La petite Mondienne, qui semblait à peine pubère, se précipita et étreignit les genoux de Gruber. Il recula et tenta de la détacher de lui ; Kaufman sympathisa instinctivement avec lui. Mais la fillette maigrichonne, aux brillants yeux noirs et à la colletine brune, tint bon, babillant en mondien. Ses crêtes crâniennes se plissaient d’émotion. Kaufman regarda Marbet.
« Essa supplie Dieter de lui pardonner, traduit Marbet. Je ne parle pas encore couramment, mais je pense qu’elle dit que Pek Magdalena lui a offert quelque chose de merveilleux si elle lui disait… je ne suis pas très sûre… lui disait tout… elle lui a offert… vous n’auriez pas dû. »
Cela s’adressait carrément à Magdalena qui se contenta de hausser les épaules. Marbet et Gruber paraissaient consternés. Kaufman, le seul qui ne parlait pas du tout mondien, dit, irrité : « Quoi ? Qu’a-t-elle offert à cette petite fille ?
— Un voyage vers d’autres mondes dans son astronef, répondit Marbet.
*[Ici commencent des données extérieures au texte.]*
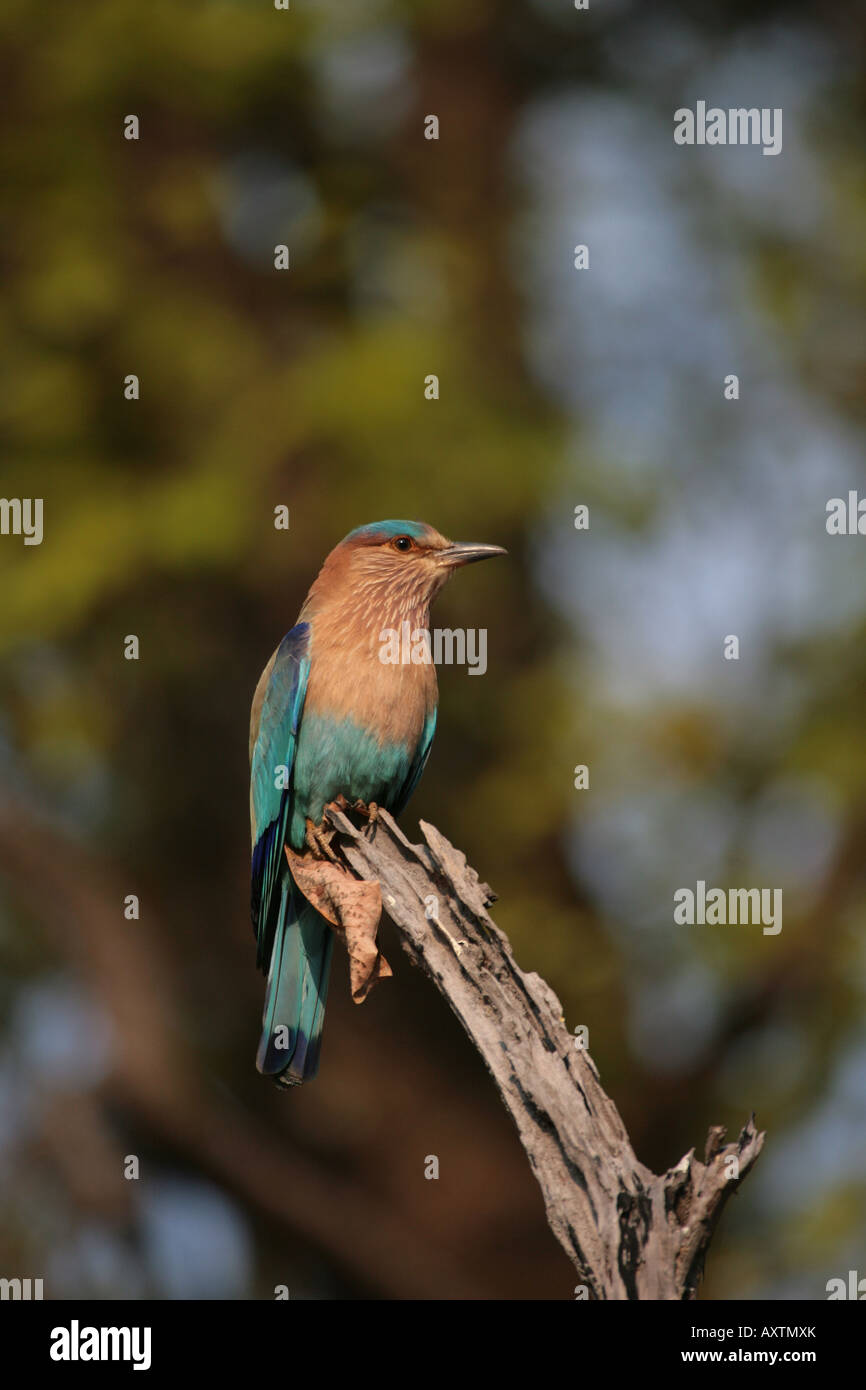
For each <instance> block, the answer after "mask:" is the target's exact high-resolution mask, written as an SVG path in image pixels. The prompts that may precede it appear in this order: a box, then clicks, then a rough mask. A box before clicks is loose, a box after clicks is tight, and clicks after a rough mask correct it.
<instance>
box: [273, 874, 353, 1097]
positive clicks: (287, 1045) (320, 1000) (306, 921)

Magdalena, vous savez que ce n’est pas possible.
— Plus de choses me sont possibles que vous ne le croyez. Et pourquoi pas ? C’est une enfant entreprenante.
— Vous lui avez menti.
— Peut-être pas. »
Kaufman voyait bien que Magdalena prenait plaisir à ce duel, contrairement à Marbet. Gruber avait réussi à détacher l’enfant de lui. Elle se tenait maintenant à côté de Magdalena, et Kaufman avait l’impression désagréable qu’elles se ressemblaient d’une façon qu’il ne pouvait qualifier. Il essaya de remettre la conversation sur les rails.
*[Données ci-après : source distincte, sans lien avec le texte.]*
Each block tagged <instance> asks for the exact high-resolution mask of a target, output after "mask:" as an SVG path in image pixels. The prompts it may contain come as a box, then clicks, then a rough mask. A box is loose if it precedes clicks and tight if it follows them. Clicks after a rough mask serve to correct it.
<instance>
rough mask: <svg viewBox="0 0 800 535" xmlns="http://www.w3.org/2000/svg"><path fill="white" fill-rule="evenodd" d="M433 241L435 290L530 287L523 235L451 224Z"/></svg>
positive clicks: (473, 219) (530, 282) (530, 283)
« Marbet et moi, nous allons nous rendre dans ce village. Gruber, pouvez-vous nous y emmener ?
— Pas besoin, intervint Magdalena. Il y a de la place pour vous deux dans mon glisseur. Gruber peut nous suivre sur son vélo.
— Je vais avec Dieter », dit Marbet, et Magdalena sourit.
Kaufman n’avait pas le choix. Il ne connaissait pas ce territoire. Il grimpa dans l’hydroglisseur, suivi par les deux gardes du corps silencieux, semblables à des robots. Pour quelle mission avaient-ils été génémods ?
Peu lui importait. Il n’avait rien à faire avec eux, pas plus qu’avec Magdalena ; il s’assit aussi loin que possible d’elle. Ses affaires, c’était Monde et ce qu’il lui avait fait.